Venezuelan Dictator Consolidates Power with Another Sham Vote

Socialism in action.

Caracas, Venezuela (CNN)After weeks of street clashes and tension, Venezuelans started casting ballots Sunday in a poll that could mark a stark turning point for the country.

The vote would allow President Nicolás Maduro to replace the current legislative body, the National Assembly, with an entirely new institution known as the Constituent Assembly.
Experts say the outcome is a foregone conclusion: Maduro will be able to consolidate political power.
Polls opened at 6 a.m.
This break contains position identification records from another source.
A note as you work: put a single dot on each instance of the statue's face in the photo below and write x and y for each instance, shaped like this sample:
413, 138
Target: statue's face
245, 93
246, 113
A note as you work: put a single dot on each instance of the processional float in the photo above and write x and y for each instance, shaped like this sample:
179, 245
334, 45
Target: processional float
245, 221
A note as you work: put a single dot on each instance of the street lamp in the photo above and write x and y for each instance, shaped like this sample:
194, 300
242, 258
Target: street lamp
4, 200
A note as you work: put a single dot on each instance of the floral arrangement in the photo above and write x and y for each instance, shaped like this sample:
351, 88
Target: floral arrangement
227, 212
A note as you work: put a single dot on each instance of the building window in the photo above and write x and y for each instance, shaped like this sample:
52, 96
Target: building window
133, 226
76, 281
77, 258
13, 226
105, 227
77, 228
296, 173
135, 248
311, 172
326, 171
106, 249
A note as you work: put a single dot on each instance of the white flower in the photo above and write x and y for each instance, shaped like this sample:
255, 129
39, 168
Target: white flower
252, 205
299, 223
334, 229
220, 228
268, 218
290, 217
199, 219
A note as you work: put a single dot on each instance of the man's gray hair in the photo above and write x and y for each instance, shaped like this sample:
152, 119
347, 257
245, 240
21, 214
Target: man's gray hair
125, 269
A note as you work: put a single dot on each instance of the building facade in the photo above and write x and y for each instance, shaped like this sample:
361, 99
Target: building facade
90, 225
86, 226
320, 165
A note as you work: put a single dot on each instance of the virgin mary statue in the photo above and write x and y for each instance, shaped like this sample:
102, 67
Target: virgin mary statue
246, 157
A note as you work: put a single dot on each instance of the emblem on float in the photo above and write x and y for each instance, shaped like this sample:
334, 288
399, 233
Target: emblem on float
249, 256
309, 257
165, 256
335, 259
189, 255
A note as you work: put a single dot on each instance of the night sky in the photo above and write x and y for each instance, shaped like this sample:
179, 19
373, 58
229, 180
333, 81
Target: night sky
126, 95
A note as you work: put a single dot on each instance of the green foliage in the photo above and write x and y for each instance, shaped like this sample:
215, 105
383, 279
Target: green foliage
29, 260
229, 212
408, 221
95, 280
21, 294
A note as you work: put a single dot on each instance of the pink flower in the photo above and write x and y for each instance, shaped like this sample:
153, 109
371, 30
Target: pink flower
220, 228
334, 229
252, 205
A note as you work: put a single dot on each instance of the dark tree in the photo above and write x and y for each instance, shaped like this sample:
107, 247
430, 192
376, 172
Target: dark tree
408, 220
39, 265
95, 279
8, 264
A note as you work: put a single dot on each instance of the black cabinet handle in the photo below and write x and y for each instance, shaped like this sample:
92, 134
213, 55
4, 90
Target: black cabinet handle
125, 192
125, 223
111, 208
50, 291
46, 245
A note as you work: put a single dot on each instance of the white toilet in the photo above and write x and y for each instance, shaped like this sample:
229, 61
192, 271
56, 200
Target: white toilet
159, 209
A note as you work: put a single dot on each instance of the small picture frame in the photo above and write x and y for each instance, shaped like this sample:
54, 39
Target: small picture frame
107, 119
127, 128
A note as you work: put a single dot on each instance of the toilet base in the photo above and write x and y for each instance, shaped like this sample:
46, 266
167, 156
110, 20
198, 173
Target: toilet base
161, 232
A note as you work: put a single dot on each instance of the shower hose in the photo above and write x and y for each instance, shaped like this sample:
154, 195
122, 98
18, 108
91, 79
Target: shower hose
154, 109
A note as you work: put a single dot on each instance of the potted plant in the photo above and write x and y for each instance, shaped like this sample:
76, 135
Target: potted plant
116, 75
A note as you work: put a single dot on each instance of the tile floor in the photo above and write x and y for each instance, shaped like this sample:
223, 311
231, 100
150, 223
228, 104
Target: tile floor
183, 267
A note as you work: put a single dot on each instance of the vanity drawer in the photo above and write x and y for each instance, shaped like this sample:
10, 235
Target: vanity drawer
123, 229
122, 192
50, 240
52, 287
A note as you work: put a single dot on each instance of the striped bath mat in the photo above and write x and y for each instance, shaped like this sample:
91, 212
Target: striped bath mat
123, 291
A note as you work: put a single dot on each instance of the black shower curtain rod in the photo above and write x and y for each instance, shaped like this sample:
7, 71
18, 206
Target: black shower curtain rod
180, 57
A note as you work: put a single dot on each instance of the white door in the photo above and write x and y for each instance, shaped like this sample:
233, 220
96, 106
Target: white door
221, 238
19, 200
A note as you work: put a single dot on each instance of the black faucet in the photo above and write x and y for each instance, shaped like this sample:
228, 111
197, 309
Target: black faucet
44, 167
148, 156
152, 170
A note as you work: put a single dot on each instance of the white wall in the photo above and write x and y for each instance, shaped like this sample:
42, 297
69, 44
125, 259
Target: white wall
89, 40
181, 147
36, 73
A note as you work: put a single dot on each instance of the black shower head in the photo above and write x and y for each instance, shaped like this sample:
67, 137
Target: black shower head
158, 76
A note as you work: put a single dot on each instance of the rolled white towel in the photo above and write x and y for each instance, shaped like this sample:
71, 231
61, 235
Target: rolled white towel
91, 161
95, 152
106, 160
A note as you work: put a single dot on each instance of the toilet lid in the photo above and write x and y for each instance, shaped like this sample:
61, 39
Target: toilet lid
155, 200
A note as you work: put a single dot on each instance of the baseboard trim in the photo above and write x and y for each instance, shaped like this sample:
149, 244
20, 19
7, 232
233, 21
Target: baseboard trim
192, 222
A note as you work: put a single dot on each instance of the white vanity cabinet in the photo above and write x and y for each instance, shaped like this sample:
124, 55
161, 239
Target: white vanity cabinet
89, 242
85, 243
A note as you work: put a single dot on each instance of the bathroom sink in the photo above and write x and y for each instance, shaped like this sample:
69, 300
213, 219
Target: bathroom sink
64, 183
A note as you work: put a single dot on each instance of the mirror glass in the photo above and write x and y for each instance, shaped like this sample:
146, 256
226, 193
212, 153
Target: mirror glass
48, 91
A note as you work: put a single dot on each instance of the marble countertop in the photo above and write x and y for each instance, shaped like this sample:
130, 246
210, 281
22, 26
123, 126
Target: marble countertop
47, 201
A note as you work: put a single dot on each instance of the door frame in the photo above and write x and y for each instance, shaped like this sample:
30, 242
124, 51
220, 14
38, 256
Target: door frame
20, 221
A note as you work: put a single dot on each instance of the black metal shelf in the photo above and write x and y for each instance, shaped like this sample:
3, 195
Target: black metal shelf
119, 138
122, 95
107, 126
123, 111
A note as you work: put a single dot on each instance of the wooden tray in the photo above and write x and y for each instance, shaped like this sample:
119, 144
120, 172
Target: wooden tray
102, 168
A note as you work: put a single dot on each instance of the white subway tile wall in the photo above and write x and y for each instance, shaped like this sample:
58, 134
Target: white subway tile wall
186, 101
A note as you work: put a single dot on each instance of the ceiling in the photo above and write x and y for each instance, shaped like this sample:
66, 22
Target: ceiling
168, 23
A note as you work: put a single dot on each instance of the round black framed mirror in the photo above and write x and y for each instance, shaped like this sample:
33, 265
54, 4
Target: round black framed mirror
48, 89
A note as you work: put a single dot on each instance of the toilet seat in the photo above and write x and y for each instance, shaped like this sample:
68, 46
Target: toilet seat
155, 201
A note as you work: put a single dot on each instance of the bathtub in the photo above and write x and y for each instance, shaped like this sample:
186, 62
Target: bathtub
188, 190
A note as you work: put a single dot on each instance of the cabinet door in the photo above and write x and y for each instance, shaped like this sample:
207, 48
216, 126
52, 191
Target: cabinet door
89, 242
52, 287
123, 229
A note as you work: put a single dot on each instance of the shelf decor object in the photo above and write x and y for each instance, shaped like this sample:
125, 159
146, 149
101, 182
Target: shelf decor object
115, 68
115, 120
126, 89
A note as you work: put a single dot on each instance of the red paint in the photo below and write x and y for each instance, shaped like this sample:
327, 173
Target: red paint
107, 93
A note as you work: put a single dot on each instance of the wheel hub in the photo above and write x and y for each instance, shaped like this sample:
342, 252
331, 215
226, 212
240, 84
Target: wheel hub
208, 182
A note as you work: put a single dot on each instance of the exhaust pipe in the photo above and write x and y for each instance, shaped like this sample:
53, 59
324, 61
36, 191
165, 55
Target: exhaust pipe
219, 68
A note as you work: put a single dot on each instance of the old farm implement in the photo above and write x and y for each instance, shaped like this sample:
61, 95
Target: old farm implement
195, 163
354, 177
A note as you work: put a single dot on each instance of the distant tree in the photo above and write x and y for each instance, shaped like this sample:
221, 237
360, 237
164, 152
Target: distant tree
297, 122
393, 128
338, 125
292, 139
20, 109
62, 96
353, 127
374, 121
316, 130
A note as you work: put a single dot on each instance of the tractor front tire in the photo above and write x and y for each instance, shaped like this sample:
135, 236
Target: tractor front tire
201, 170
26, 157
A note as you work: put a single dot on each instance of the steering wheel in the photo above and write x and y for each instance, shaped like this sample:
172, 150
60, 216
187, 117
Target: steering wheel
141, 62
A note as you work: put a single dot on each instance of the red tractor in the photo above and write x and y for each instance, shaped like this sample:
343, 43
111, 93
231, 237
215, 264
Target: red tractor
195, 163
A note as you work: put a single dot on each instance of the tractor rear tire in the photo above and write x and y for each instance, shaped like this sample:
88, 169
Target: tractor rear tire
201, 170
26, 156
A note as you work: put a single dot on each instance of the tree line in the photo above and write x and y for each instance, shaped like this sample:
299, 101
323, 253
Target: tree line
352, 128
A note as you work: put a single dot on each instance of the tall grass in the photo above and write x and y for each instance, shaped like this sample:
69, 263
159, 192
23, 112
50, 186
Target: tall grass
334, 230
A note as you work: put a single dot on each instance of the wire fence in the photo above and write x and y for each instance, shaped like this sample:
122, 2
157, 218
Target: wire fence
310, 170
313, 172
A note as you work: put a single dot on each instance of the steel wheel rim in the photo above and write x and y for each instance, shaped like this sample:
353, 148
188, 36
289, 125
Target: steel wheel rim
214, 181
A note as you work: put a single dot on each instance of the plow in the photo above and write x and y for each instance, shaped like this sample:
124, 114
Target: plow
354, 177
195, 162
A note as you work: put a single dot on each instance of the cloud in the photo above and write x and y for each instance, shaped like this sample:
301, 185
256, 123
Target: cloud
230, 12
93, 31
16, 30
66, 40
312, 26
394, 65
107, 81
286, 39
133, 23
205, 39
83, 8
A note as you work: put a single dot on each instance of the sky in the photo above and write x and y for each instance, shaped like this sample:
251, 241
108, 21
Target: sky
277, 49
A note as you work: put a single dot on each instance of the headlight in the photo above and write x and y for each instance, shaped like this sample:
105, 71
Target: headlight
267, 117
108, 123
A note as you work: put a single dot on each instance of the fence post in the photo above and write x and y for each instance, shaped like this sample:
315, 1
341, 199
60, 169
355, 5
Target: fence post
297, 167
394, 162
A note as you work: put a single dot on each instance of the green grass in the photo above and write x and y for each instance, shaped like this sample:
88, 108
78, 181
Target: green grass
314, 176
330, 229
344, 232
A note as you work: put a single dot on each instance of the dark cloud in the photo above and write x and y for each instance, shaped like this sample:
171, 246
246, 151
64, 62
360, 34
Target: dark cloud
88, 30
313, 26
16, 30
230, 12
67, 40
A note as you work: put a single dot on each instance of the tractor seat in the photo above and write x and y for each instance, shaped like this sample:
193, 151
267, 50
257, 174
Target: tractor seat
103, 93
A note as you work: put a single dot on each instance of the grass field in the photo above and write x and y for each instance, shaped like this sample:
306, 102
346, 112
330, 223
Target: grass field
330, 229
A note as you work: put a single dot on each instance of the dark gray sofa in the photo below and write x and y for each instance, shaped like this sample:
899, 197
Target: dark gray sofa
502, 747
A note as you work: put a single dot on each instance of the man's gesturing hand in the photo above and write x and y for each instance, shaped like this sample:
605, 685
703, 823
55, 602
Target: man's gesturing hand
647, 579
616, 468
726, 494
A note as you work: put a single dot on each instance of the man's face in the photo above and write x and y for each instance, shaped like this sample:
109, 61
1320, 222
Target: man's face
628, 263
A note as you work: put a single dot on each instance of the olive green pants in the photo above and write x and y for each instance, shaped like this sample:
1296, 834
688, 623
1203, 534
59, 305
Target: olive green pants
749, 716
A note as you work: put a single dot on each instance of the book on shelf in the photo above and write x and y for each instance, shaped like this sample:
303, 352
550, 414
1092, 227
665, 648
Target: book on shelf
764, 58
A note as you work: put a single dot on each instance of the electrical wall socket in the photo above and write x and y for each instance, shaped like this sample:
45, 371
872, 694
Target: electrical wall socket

ET Sunday, with nearly 380,000 troops guarding voting stations, and close at 6 p.m., according to a government release.
Maduro’s administration has deemed any protests illegal, threatening anyone who defies the no-protest order with up to 10 years in prison.

Government Thugs Crack Down on Opposition

Looks like the dictatorship is cracking down on the last vestiges of representative government.

About 100 government supporters have burst into Venezuela’s opposition-controlled National Assembly, where they beat up several lawmakers.

Witnesses said the confrontation came after an assembly session to mark the country’s Independence Day.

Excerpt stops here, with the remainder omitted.